The final two powers were kept deliberately secret by Sucker Punch and I’m not going to be the one to spoil them for you here. Needless to say they’re an entertaining and welcome addition and it’s nice to see them branching out from the Fire and Ice elementals of previous games and also not making you choose between them. As said a moment ago, all four powersets are open to you, regardless of karma – what you do with them is up to you. Evil actions (killing enemies rather than subduing them for example) open up bad karmic abilities like executions. Good actions (eg. rescuing civilians from the DUP) open up positive karmic abilities like healing during vent travel.

That said, the switch is a difficult one. You can be quite high on the positive karma trail, do a few too many negative actions and then lose your positive karma bonuses – often without gaining their negative counterpart. It’s advisable to pick a playstyle at the outset and stick with it, going against my personal style of “do what I would do” which tends to tred too much middle ground for the game’s liking.


There are a few disappointments. Despite the day one patch tweaking the pedestrian population, Seattle does still seem remarkably barren. There’s a little traffic here and there, but not as much as I would have hoped. GTAV had more cars on the road and the sidewalk bound pedestrians are frequently replicated, sometimes with as many as four identical models in the same crowd. It seems like something we’d have ditched with the last generation, and I’m hopeful upcoming games like Watch Dogs and The Division deal with this because it’s an irritating holdover.

The second complaint I have is with the Cole’s Legacy DLC. Sadly despite getting the special edition and the download code, I do not have the DLC because it wouldn’t download. Having entered the code, I was thanked for redeeming it, clicked okay and then… nothing. Nothing downloaded. Nothing was put in my cart. Subsequent attempts told me the code had already been redeemed and yet nothing was provided for it. I was told it may be activated as a service, but that too showed nothing. I’m hopeful it simply allows content already on the game’s install but right now, it doesn’t look like it.

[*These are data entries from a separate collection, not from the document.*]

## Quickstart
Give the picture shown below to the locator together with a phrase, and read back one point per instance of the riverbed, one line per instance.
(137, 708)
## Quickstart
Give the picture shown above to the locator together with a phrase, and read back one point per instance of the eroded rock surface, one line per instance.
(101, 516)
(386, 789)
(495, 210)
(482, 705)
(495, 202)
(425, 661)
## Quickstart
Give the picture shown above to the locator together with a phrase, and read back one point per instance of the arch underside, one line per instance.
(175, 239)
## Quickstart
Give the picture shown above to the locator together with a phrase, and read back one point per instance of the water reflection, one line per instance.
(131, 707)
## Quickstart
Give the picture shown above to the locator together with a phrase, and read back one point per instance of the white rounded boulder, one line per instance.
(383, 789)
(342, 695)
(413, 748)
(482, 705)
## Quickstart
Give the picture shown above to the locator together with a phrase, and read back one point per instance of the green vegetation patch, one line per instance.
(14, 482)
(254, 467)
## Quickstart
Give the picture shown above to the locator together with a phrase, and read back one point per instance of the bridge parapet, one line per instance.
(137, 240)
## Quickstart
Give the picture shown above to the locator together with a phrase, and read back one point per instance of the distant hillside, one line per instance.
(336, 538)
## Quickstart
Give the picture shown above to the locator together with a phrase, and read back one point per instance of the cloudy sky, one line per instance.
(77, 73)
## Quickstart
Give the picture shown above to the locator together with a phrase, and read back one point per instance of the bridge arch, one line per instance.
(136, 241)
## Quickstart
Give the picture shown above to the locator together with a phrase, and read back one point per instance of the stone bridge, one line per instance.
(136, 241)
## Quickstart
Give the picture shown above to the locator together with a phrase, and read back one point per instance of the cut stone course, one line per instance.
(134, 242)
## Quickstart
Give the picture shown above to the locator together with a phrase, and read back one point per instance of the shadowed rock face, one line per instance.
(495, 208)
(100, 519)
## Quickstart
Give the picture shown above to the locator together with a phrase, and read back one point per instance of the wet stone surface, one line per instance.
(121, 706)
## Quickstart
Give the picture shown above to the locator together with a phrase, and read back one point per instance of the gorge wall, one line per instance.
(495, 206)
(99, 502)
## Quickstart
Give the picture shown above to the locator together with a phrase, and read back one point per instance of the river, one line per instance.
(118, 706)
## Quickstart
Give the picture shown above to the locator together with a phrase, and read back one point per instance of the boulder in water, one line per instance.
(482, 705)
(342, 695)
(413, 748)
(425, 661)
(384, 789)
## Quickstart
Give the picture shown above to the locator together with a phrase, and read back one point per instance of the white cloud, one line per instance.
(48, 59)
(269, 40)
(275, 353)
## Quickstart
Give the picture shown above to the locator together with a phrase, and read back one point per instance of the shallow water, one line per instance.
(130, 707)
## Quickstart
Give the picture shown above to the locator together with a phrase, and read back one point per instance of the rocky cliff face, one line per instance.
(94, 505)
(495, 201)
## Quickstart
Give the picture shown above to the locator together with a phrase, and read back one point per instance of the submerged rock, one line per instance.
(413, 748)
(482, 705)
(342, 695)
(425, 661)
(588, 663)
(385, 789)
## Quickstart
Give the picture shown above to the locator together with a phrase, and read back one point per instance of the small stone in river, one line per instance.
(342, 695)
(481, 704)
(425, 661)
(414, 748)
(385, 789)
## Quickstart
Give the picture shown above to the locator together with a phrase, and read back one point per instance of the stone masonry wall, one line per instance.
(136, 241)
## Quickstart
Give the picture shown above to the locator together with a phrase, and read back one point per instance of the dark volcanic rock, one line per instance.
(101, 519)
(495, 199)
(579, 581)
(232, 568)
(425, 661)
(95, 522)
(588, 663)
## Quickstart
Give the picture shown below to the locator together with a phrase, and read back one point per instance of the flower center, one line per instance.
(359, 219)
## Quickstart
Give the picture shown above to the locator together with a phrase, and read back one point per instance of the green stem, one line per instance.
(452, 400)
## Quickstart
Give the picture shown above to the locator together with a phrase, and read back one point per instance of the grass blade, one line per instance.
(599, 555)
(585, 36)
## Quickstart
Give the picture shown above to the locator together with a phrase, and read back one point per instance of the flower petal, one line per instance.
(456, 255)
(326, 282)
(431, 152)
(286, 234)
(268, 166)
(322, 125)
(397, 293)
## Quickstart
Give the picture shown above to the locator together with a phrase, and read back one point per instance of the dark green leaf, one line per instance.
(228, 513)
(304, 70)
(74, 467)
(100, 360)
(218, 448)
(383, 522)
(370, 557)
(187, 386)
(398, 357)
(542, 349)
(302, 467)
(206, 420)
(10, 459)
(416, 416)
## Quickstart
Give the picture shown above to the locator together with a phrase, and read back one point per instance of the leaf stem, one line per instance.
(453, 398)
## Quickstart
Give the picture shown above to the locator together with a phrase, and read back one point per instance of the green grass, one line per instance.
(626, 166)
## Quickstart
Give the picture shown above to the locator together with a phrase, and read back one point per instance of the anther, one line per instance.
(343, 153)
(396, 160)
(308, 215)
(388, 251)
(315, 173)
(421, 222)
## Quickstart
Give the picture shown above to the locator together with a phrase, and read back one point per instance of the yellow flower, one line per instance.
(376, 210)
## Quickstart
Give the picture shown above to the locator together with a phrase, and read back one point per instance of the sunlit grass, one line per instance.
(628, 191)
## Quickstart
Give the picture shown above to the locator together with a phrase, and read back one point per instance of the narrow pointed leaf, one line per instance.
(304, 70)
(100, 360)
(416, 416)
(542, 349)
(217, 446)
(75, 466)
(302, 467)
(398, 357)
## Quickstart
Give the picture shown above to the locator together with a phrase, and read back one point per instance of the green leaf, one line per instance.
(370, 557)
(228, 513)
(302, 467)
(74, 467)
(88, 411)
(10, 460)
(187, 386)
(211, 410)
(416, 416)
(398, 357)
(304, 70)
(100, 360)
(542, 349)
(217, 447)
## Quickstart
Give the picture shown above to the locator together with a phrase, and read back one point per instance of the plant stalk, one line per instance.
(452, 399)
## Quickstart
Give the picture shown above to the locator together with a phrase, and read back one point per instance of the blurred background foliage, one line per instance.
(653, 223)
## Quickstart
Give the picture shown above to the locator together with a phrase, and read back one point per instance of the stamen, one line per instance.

It’s still early days of the PS4 but for such a major platform exclusive, and flag bearer franchise, I would have expected a bit more fine tuning to ensure small issues like this did not rear their heads.


InFamous, Second Son though is an excellent addition to the series on the whole and does, for the most part, make use of the PS4′s incredible hardware effectively. It’s stunning to look at – those screencaps above are really what the game looks like. Environmental and weather effects are gorgeous. In a nice bit of serendipity it began raining on screen just as it did at my home. I doubt that’s a feature, but it was pretty great.

It looks great, plays with both familiarity and innovation and has elements that will please both fans of the series and welcome newcomers to the world. If you have played any of the previous InFamous games and liked them, get this. You’ll be pleased. If you haven’t, you should check it out. The fact it’s a PS4 exclusive is a double edged sword; many people without a PS4 have no way to play this, and the console doesn’t have a majority foothold yet by any stretch of the imagination (well, it does but only within the confines of the new generation, not the previous). That said, by not having to meet the requirements of old systems it isn’t held back the way Thief was, and sadly the way I anticipate Watch Dogs to be.

Games made exclusively for the next gen consoles might not have as much player base right away, but they look, feel and play better for the sacrifice and I for one welcome the upcoming games shirking the old in place of the new.